Malgré ce que peut suggérer le titre de cet ouvrage, Dietrich Bonhoeffer demeura officiellement religieux jusqu’à la fin de ses jours. Et s’il fut prophète, c’est dans un sens laïc, comme penseur d’un christianisme pragmatique, rendu possible avant même que se pose la question de la foi. À la biographie, Arnaud Corbic superpose une présentation de la pensée théologique et sociale de ce pasteur allemand qui, dès l’avant-guerre, résista au nazisme.
Ayant eu l’occasion de s’expatrier aux États-Unis, Bonhoeffer modifie sa décision aussitôt qu’il arrive sur place, pour revenir en Allemagne à la veille du déclenchement des hostilités. Arrêté en 1943 pour avoir participé à un complot visant l’assassinat du Führer, il est pendu en prison quelques semaines à peine avant la défaite allemande.
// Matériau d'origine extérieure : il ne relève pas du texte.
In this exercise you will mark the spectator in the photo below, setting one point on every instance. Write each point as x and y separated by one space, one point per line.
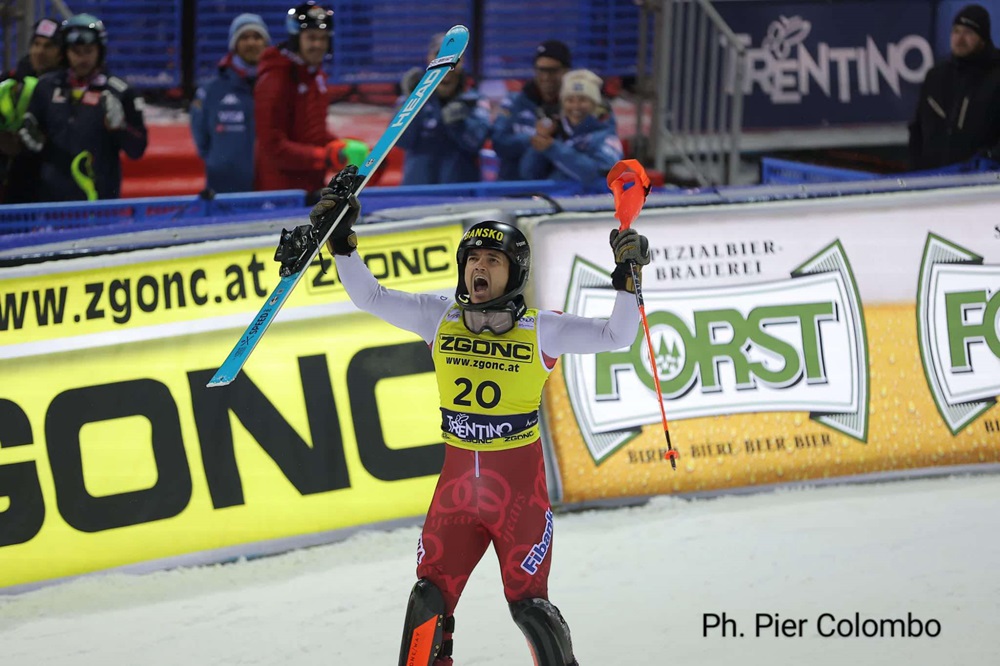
222 121
515 123
443 141
582 146
81 118
19 169
958 111
295 150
L’ouvrage tend à expliciter la métamorphose de pensée qui conduit le pasteur à intervenir politiquement, de même qu’à créer une théologie adaptée à une époque de profonde crise spirituelle. « Bonhoeffer devient un homme de la réalité. Il a cessé d’être ‘ pieux ‘. Le ‘ culte ‘ ne lui manque plus. Il est devenu un homme parmi les autres, syndicalistes, politiques, travailleurs, qui refusent le nazisme. »
D’une lucidité nietzschéenne, l’homme envisage alors, du fond de sa cellule, une période de l’humanité où la religion serait pour la plupart des Occidentaux une chose du passé. Devant une telle perspective, devant aussi les effets dévastateurs du cynisme, il n’est plus question de faire de la chrétienté un domaine reclus, dans une attente où l’on prend garde de ne plus se salir les mains, mais plutôt d’offrir à l’individu areligieux une voie éthique. Héritier de Luther, Bonhoeffer propose d’adapter la parole divine à l’urgence historique, influençant bon nombre de théologiens dissidents des dernières décennies. On lira d’autre part avec intérêt le poème de détention présenté en annexe, qui donne un bon aperçu de cette pensée à la foi sceptique et porteuse d’un espoir supérieur.